The support which Gwen once had from her sisters - which was once proud, pert and standing strong and firm - is now sagging and looking tired. Today, it is time for all women out there (in Ontario,) to heed the call. If it is hot outside - and if you want to - it is your legal right to take off your top. But don't do it for me - or for any man - do it for Gwen.

And remember - when you see men staring, they do not look with lust - but with admiration for your solidarity with the sisterhood. We are applauding your committment to equal rights. We are not gawking at your knockers.

Tuesday, June 13, 2006

C.S.I. London - Rogue Agents

The O.P.P have finally wrapped up their forensics investigation and have evacuated the premises of Wayne Kellistine's farmhouse property up Shedden way where those eight Bandidos motorcycle gang members were killed a couple of months back in what is being known in some headlines and media outlets as "the Shedden massacre."

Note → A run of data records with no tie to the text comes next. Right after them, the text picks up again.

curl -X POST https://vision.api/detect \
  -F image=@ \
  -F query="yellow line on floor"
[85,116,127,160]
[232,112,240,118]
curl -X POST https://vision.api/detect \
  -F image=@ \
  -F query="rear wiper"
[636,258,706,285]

You just know the Shedden Chamber of Commerce is going to love that label. Wonderful for tourism and the hick-town mass-murder stereotype. Or so says the Lucan Chamber of Commerce.

Just the same, I think I'll make a little impromptu tourist trip up there myself. Any one interested in tagging along and having ourselves a little look-see?

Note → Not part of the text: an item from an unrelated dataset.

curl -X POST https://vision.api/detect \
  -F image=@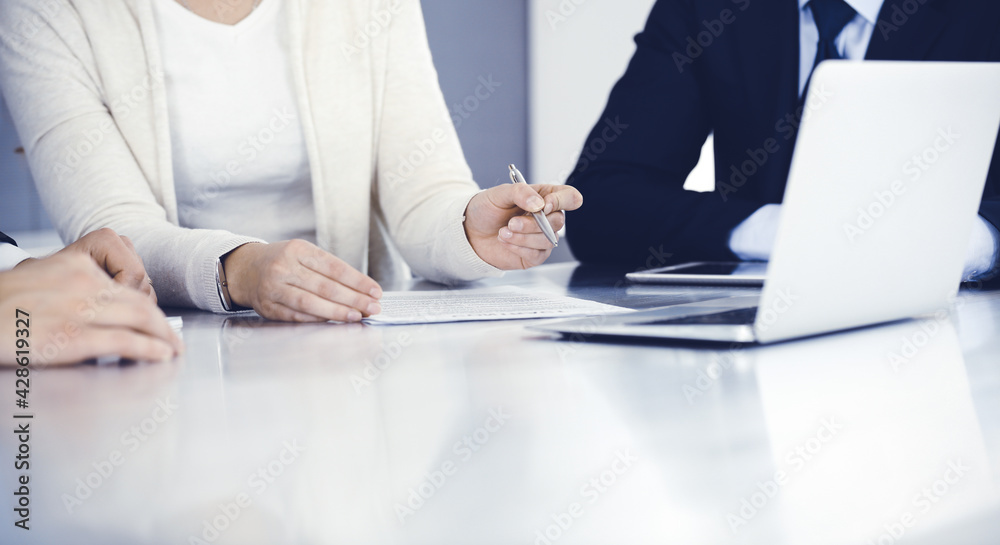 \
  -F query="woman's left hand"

Because if there's anything I've learned from television it's this - the police can't do it all. Sometimes in order to close a case, they need the help of a freelance writer who works on hunches; or an affable but down-at-the-heels private dick; or a crusty old defence attorney; or a disgraced ex-cop whose only tarnish on his badge was that he once killed a man - the police commissioner's drug warlord son; or even just a bunch of nosy teenagers and their pet Great Dane. You get the picture.

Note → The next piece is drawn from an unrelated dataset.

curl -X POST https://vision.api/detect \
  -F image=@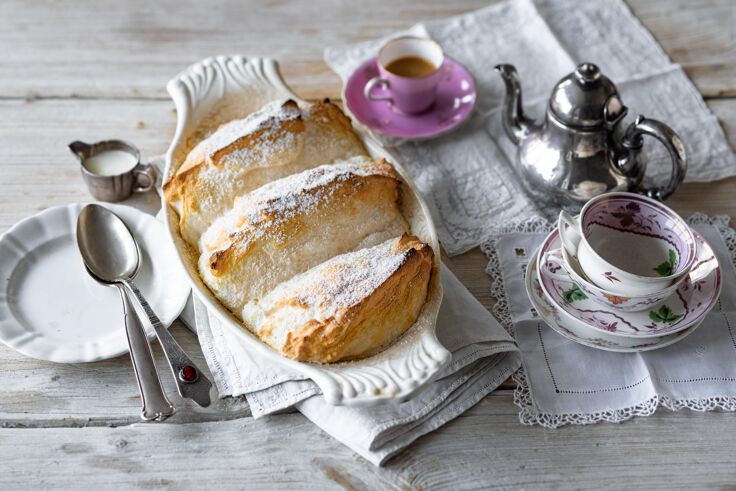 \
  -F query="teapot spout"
[494,65,539,145]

They need us to help discover the murder weapon or an important piece of incriminating evidence they missed or overlooked in their original crime scene investigation. Just think what might have happened had Matlock been on the 'Bernardo/Homolka' investigation. He'd have found those videotapes hidden overtop the light fixture in the ceiling. Heck, Maxwell Smart coulda found them.

As a freelance writer, the police chief is always busting my hump to help them crack a case wide open. The Chief is 'A-okay' by me so I do it for him. But I wish me and my posse got more respect from the rest of the boys on the beat. The boys in blue (actually black) respect us but the flat-foot detectives don't like us at all. They don't like us because we don't go by the book. They don't like us because we don't play by the rules. They don't like us because we have to show them how to do their job. They don't like our attitude. They don't like our hair. They don't like the fact that chicks dig us.

Well, that's cool. I don't care - because the only thing that matters to me and my fellow rogue agents is that Justice be done.

As for the Shedden massacre, it should be a piece of cake. Let's see, eight murders, they were obviously ambushed so I figure an eight-cyclinder weapon. Probably a pistol. Now, where to hide it? Well, judging by the imcompetence, the ineptness, the totally amateur production involved with everything I've read about the ring-leader of this motley crew, I figure the gun could be hidden in only one place: in the bottom of the sock-and-underwear drawer of his bedroom dresser in the farmhouse.

Case closed.

Now for that case up in Toronto involving the 17 terrorists. You just know the Crown is gonna screw that case up and most of them will walk. Not if I can help it. ... Then there's the other southern Ontario hot spot down Caledonia way. If you are a crime-fighting freelance writer, there's never any shortage of work around here.